Correction: Merely another spiteful, manipulative comment from Marinam2


----------



## Marinam2 (Sep 4, 2007)

But it took you three posts to say that??

Marina


----------



## freekygeeky (May 25, 2007)

no , 2 people actually...


----------



## freekygeeky (May 25, 2007)

Marinam2 said:


> But it took you three posts to say that??
> 
> Marina


Marina, why can't you stop jumping at all the opportunities to lay into us? it's getting pathetic. please either use this forum as a civilised human being like we have all been trying to, and if you want to start fights every other post, please go to myspace or somewhere and vent yourself there.full stop.


----------



## HABU (Mar 21, 2007)

i thought i was helpful...:grin1:


----------



## freekygeeky (May 25, 2007)

HABU said:


> i thought i was helpful...:grin1:


you were lol  :Na_Na_Na_Na:: victory:


----------



## WeThePeople (Jul 8, 2007)

Marinam2 has a reputation for causing trouble on the live food forums, best just ignore her and she will go away. Dont take it to heart and just do your own thing with her on ignore is my advice


----------



## freekygeeky (May 25, 2007)

hmm:blowup:


----------



## Athravan (Dec 28, 2006)

Marinam2 said:


> Lol shes been here longer than i have so if anything i am the newbie.
> 
> No offense taken, i understand that people should feel free to ask questions regarding issues or problems they are having but this certain user seems to ask a phenominal amount of questions about nothing at all. I have even seen her double post a thread because no one replied to the first one, which appears to me as blatant attention seeking. Whilst most users who have questions are capable of thinking about which source to use this user seems to just post everything here in what appears to be a never ending quest to bump her post count.
> 
> ...


All I can say is there are ways we do things here... if you feel that there is a problem, there's a report post button. This is the correct and mature way to go about things... 
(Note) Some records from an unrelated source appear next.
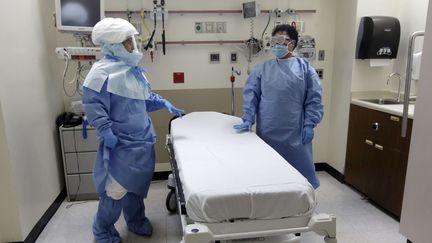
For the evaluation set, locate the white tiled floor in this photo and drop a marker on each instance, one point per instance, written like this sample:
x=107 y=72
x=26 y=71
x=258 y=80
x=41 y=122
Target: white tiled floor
x=357 y=220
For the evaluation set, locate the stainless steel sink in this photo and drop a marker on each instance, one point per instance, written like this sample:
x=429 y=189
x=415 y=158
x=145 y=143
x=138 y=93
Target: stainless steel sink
x=383 y=101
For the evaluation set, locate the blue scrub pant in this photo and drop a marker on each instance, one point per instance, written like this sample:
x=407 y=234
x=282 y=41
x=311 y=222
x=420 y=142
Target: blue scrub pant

And post count is meaningless here, if someone wants to bump their post count, they can just reply "nice picture" to every thread in the pictures section, "i agree" to every thread in off topic, "rip" in the death section and "hi" in the intro :lol: because we have such a large off topic section... and threads that are just meaningless banter, no one would ever bump their post count by asking the same questions, just no need for it.

Sit back, relax... some of us have the job of policing the forums, but you don't have to worry about that  If there's a problem, report it, no matter how trivial it might be... don't worry yourself over trying to change things with posts that may negatively impact on other people.


----------



## sami (Oct 23, 2006)

google might tell you where you can buy stuff. 

but it doesn't tell you where you can find it cheaper, who has good customer service, any past experiences with a particular shop, whether they will post things, discount for bulk.. all kinds of things you would only find out by asking real people, who have bought these things already. 

that's what a forum is for. 

anyways.. hope you're happy with the ones you found  

sami


----------



## freekygeeky (May 25, 2007)

quixotic_axolotl said:


> google might tell you where you can buy stuff.
> 
> but it doesn't tell you where you can find it cheaper, who has good customer service, any past experiences with a particular shop, whether they will post things, discount for bulk.. all kinds of things you would only find out by asking real people, who have bought these things already.
> 
> ...



thanky!


----------



## Marinam2 (Sep 4, 2007)

quixotic_axolotl said:


> google might tell you where you can buy stuff.
> 
> but it doesn't tell you where you can find it cheaper, who has good customer service, any past experiences with a particular shop, whether they will post things, discount for bulk.. all kinds of things you would only find out by asking real people, who have bought these things already.
> 
> ...


 
I must be the only one then that gets pleasure from shopping around.

Marina


----------



## sami (Oct 23, 2006)

maybe you can both add each other to your "ignore" lists and get on with your lives 

Mason


----------



## Mez (Feb 19, 2007)

i sorta agree with marina. ive not seen any of these nasty comments she has made or anything of the such, and if she has then obviously thats wrong...but come on, its a bit sad trying to get a few more pence off a few thermometers..and i have actually noticed a lot of "newbie style" posts and i was under the impression that the user is not a newbie...
Im sure i'll get slagged for actually agreeing with someone who's just saying what lots of people think...in this case, anyway. 
Peace out..: victory:
edit: i originally disagreed (in my head) that freekygeeky has been attention seeking. this however just changed my mind...
http://www.reptileforums.co.uk/off-topic-chat/57714-fed-up-im-leaving-byeeeeeeeeee.html


----------



## freekygeeky (May 25, 2007)

im sure there was no need ot post that, as i posted this ageeees ago!! but dont worry i got them now and saved over 15 quid on them  thank you


----------



## Mez (Feb 19, 2007)

sorted.


----------